Renewable Energy Group Inc. (REGI), the biodiesel maker that hasn’t posted an annual profit since 2008, will test investor demand for new shares in the first U.S. initial public offering this year.
The Ames, Iowa-based company, which turns ingredients including soybean oil into biodiesel for cars and trucks, plans to raise as much as $108 million offering 7.2 million shares for $13 to $15 each today, according to a regulatory filing. Renewable will use the proceeds to buy a factory it is currently leasing and to invest in new processing technologies.
The biodiesel maker is one of at least eight companies that have scheduled dates to complete U.S. offerings so far this year, even as those that went public in 2011 fell an average of 5.9 percent through Jan. 13, data compiled by Bloomberg show. Renewable is attempting the first biofuel IPO since June, when Kior Inc. (KIOR) raised $162 million and then lost more than 30 percent of its value.
“The companies on the calendar are hoping for a better risk appetite,” said Peter Sorrentino, who helps oversee $14.5 billion at Huntington Asset Advisors in Cincinnati as a senior portfolio manager. “It’s been quiet for some time now.”

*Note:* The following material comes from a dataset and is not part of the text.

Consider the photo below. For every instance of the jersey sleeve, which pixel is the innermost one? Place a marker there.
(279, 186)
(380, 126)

The midpoint of the IPO price range would value Renewable Energy at $401 million, or about 0.6 times revenue of $627 million in the 12 months through Sept. 30. That’s about three times the comparable ratio of 0.2 for Archer-Daniels-Midland Co. (ADM), the world’s largest grain processor, which has a market value of more than $19 billion and also makes biodiesel.
Renewable is a “pure commodity business,” whose profitability depends on how it hedges against price changes, said Pavel Molchanov, an analyst at Raymond James & Associates Inc. Prices for agricultural commodities such as soybeans are tougher to predict than diesel prices linked to crude oil because they are affected by factors such as weather and how many crops farmers choose to plant, he said.

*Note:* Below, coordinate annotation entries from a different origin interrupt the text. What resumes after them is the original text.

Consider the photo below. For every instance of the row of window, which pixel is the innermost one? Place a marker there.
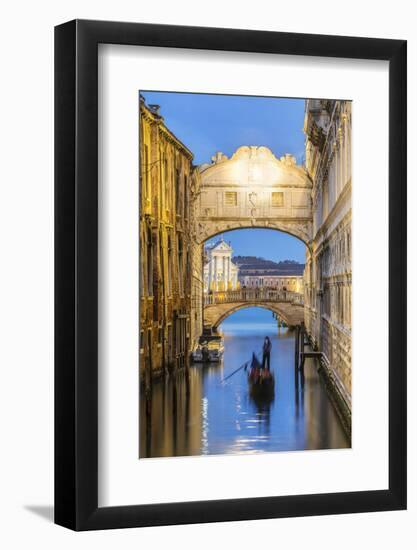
(148, 275)
(277, 198)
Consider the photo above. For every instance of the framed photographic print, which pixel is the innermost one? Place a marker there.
(230, 275)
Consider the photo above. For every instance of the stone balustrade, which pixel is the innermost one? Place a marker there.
(253, 295)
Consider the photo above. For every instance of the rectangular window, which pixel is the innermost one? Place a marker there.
(277, 198)
(230, 198)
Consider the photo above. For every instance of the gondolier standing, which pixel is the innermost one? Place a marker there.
(266, 353)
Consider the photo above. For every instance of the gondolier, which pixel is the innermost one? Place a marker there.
(266, 353)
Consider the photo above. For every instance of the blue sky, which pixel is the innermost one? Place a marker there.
(209, 123)
(265, 243)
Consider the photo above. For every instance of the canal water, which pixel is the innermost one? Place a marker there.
(207, 416)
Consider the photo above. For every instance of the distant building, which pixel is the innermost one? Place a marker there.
(220, 273)
(292, 283)
(258, 272)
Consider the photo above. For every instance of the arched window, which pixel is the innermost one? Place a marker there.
(149, 262)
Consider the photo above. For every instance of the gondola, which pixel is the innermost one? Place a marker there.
(261, 381)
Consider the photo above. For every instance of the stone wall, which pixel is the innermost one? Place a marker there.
(168, 186)
(328, 271)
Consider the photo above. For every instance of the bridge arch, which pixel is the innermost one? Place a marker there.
(253, 189)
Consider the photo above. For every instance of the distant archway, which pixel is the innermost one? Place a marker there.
(291, 314)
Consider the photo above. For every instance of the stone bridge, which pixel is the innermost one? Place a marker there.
(289, 306)
(253, 188)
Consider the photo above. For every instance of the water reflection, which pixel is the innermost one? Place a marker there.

Renewable has been reducing its dependence on soybean oil since 2009 after prices of the commodity increased almost fivefold in seven years to 70 cents a pound, according to its filing. About 9 percent of Renewable’s feedstock was soybean oil in 2010, compared with 22 percent in 2009, with the remainder comprising inedible animal fat, used cooking oil and inedible corn oil, its filing shows.
Still, “the markets for used cooking oil and inedible corn oil are in their nascent stages,” meaning Renewable can’t make forward contracts for its ingredients at fixed prices, the filing shows. Losses from hedging in 2010 were $1.2 million, higher than the $1.1 million loss in 2009.
Most biodiesel in the U.S. is used as part of a blend with petroleum-based diesel fuel for on-road vehicles, according to the filing. Oil companies must blend 36 billion gallons of biofuel by 2022, including 1 billion gallons a year of biodiesel starting in 2012, according to a U.S. Environmental Protection Agency regulation.
Pilot Travel Centers LLC, the operator of highway truck stops, is Renewable’s biggest customer, accounting for 29 percent of revenue in 2010, according to the filing.
The shares, which are scheduled to price today and begin trading tomorrow, will list on the Nasdaq Stock Market under the symbol REGI. UBS AG (UBSN) and Piper Jaffray Cos. (PJC) are leading the offering. Alicia Clancy, a spokeswoman for Renewable, declined to comment.
Kior, Gevo Inc. (GEVO) and Amyris Inc. (AMRS), all backed by billionaire Vinod Khosla, are developing so-called advanced biofuels, including hydrocarbons that can be processed into replacements for gasoline, diesel and jet fuel.
Gevo, which is valued at about 2.6 times sales in the 12 months through Sept. 30, dropped 59 percent in trading through yesterday since its IPO in February 2011. Amyris is down about 33 percent since its debut in September 2010. None of the companies is profitable.
Renewable Energy’s net income in the first nine months of 2011 was $781,000, following annual net losses from 2008 through 2010 totaling $106.3 million. The price of U.S. biodiesel fell starting in 2008 because of anti-dumping duties imposed by the European Union, the global financial crisis, and a higher cost of soybean oil, according to the filing.
The company itself is offering about 6.9 million shares, and owners including U.S. Renewables Group LLC, Bunge Ltd. (BG), ED&F Man Holdings Ltd. and NGP Energy Technology Partners plan to sell about 343,000 shares, according to the filing.